Giles held up his hands, trying to stop Tara’s momentum. “But you’re not thinking this through! How will you get there? How will you care for yourself? And what about Dawn?”
“Dawn’s coming with me,” Tara answered. “I know how to take care of myself, and her. I’ve done this before.” She took a breath and gazed around the shop, avoiding the questions in her friends’ eyes. “I can do this.”
The next morning, half-dead from lack of sleep, Tara clung to her scrap of self-confidence and rang the bell on Mr. Alvarez’s front desk. The mechanic appeared from the back, wiping his hands on a filthy red rag.
“Got another van to sell?” he laughed.
“I need a van,” Tara told him. “The camper you’ve had sitting in the lot for two years now.”
Mr. Alvarez looked at Dawn. “This gringa is crazy,” he told her. “That van is shit, taking up space. Better house than you showed up in, though, yeah?”
He pulled a set of keys off the panel of hooks on the wall and tossed them to Tara. She took Dawn by the hand and led her out to a dilapidated camper van parked in the middle of the used car lot. There was still a dent in the hood from when the last owners had hit a deer.
Tara unlocked the door and climbed the steep steps inside. Dawn followed, looking around and wrinkling her nose.
“What’s that smell?”
Tara inhaled deeply and sighed. “Venison. Deer jerky. Kerosene. Smells like home.”
Dawn laughed. “Your redneck is showing.”
“The last van I had smelled like cake. The one I sold to Mr. Alvarez? I told him I wished I’d had one like this, it would have been nice to cook.”
“When did you have a van?”
“High school,” Tara answered. “I bought it with the money my mom left me, fixed it up so I could live in the back all summer, until college.
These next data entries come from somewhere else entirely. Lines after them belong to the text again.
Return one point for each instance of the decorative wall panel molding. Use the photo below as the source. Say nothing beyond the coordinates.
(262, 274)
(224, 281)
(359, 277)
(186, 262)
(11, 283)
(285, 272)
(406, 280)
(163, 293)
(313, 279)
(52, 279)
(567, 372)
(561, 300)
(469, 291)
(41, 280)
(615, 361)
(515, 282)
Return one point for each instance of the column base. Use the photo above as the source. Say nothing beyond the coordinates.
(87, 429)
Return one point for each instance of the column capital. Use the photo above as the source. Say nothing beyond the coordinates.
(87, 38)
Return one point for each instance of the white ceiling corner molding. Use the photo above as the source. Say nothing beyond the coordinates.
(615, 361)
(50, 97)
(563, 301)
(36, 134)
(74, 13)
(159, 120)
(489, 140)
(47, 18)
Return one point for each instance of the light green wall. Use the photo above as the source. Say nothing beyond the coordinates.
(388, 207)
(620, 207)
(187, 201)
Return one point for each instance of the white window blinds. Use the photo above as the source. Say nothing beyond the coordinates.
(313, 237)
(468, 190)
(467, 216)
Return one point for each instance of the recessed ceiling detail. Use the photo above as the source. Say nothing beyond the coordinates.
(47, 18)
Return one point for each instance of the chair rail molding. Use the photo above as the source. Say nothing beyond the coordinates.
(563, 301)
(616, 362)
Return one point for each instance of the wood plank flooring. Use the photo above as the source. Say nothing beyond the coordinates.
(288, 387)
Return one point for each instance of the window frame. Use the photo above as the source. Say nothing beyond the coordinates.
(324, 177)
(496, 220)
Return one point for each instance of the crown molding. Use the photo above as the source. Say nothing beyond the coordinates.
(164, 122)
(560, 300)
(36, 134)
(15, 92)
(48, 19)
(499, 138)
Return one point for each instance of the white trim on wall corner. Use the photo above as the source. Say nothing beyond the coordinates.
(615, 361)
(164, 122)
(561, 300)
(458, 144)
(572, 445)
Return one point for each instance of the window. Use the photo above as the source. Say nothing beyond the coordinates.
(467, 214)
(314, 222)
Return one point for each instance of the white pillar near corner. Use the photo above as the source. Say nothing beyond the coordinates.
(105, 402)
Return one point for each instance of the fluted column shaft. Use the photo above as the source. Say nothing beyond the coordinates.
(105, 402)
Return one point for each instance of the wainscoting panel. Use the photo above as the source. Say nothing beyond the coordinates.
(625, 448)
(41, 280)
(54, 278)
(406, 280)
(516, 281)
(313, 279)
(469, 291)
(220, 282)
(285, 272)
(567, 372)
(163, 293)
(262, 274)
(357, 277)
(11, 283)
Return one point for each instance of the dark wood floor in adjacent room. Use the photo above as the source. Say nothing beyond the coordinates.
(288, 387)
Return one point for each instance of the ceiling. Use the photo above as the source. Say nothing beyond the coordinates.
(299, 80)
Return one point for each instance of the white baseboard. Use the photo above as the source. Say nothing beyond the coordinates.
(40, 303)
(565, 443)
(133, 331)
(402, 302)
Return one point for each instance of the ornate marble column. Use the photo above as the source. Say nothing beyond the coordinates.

I couldn’t stay at home one minute past graduation, so I hid the van in the lot behind the football field. I left so fast my mortar board blew off on the highway.” She uncovered the gas stove and traced the burners lovingly. “I lived that way for two months, in the back of an old cake van, eating the food they throw out behind grocery stores. We’ll eat better than that in L.A., I promise.”
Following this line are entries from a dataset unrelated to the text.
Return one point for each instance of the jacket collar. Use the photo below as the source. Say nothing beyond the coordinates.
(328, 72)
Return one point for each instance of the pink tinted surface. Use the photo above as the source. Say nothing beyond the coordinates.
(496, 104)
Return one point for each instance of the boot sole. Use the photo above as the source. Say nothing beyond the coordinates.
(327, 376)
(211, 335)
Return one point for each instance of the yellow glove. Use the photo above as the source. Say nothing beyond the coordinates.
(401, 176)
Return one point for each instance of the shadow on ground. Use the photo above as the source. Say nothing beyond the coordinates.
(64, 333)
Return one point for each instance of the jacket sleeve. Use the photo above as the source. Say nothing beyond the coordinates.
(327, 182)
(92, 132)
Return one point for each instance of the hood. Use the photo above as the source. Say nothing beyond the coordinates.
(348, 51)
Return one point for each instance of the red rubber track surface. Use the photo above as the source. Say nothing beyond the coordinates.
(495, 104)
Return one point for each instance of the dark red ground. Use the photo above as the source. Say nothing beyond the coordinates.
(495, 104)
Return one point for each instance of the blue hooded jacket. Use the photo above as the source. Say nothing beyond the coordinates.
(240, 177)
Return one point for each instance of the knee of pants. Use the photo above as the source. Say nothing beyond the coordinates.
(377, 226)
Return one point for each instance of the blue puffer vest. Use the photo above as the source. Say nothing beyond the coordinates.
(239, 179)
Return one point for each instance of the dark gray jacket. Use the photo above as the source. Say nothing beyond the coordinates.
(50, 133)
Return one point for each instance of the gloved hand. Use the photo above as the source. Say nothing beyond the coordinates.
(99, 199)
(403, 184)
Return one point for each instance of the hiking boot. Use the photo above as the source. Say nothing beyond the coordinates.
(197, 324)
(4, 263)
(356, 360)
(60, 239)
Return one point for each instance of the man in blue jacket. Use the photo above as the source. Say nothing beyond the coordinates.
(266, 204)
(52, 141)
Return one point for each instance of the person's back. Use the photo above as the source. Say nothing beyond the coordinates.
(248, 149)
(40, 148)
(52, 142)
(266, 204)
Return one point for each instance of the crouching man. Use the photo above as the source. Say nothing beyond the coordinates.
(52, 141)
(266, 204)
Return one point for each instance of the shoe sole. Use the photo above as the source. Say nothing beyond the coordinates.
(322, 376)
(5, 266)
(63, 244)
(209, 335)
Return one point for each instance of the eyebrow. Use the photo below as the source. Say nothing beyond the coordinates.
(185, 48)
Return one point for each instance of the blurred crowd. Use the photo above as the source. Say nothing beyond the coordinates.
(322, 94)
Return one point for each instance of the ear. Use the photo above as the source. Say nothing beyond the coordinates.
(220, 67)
Dawn stared at her. “Why are you telling me this?”
Tara stared out the window above the tiny kitchen sink. “I-I don’t know. Trying to convince myself it’ll be good. To be free again? I was happy that summer.” She laughed. “But someone caught me brushing my teeth in the Wal-Mart bathroom and called the police. They figured out I was a student, called the administration, and they let me move in early. That’s how I ended up with a single my freshman year. I sold the van to Mr. Alvarez, told him I wished I’d had a camper like this.”
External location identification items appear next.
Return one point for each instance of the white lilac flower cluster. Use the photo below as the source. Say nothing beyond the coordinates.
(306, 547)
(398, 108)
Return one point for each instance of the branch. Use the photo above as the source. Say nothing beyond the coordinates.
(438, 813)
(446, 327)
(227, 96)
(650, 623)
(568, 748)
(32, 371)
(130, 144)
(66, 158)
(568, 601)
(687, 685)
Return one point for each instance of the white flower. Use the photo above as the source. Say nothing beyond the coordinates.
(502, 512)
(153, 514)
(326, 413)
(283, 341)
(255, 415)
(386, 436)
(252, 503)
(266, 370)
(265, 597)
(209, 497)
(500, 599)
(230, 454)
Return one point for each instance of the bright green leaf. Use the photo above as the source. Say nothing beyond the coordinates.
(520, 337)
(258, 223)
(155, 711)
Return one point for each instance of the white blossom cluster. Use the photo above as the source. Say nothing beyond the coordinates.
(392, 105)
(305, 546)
Tara sank down on the couch, and Dawn sat beside her.
Mr. Alvarez clambered into the van and grinned. “Nice, huh? Forget the mileage and the deer-sized dent in the hood. It runs.” He turned to Tara. “So crazy, you buying?”
“I’ll rent. I just need to get to Los Angeles. I can keep the sign in the window; maybe someone’ll buy it.”
“Who needs a camper in Los Angeles?” Mr. Alvarez laughed.
Tara gave him as much of a smile as she could muster. “Rich people live there, right? Rich people are crazy.”
“Rent it,” Mr. Alvarez muttered. He stomped down the steps, shaking his head and talking to himself in Spanish about paperwork. Through the camper window, Dawn watched him disappear into his office.
“Tara?” she asked when he was out of sight, “Why do you keep running away?”
Tara tucked a strand of hair behind Dawn’s ear, flashing a smile that might have been a wince.
“I don’t,” she said. “I came across the country to find a life that was my own. Now I have to learn how to protect it.”